A Tale of Love and Darkness - Amos Oz [202]
Was the Silwani family, in their villa in Sheikh Jarrah (a mere forty minutes' walk from here), also sitting around a piece of paper at their kitchen table this very minute, making the same calculations in reverse? Were they worrying, just like us, which way Greece would vote, and chewing the tip of a pencil over the final decision of the Scandinavian countries? Did they also have their optimists and pessimists, their cynics and their prophets of doom? Were they also trembling every night, imagining that we were scheming, stirring things up, cunningly pulling strings? Were they also all asking what would happen here, what would come to pass? Were they just as frightened of us as we were of them?

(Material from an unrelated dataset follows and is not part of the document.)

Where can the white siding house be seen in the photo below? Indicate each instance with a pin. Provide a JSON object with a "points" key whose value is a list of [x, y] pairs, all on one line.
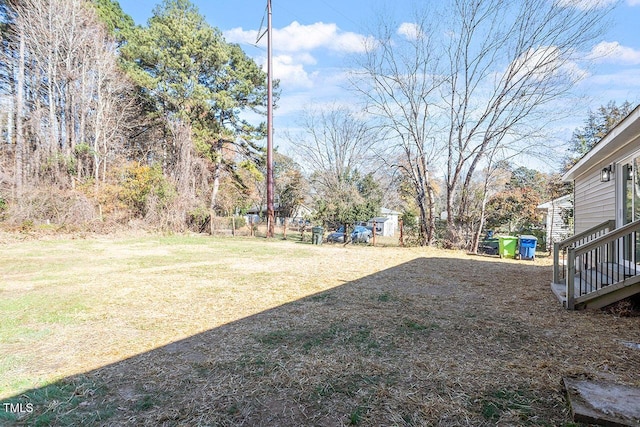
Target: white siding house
{"points": [[596, 199], [600, 263], [557, 229], [386, 223]]}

And how about Aisha, and her parents in Talbieh? Was her whole family sitting in a room full of men with mustaches and jeweled women with angry faces and eyebrows that met above their noses, gathered in a circle around bowls of sugared orange peel, whispering among themselves and planning to "drown us in blood"? Did Aisha still sometimes play tunes she had learned from her Jewish piano teacher? Or was she forbidden to?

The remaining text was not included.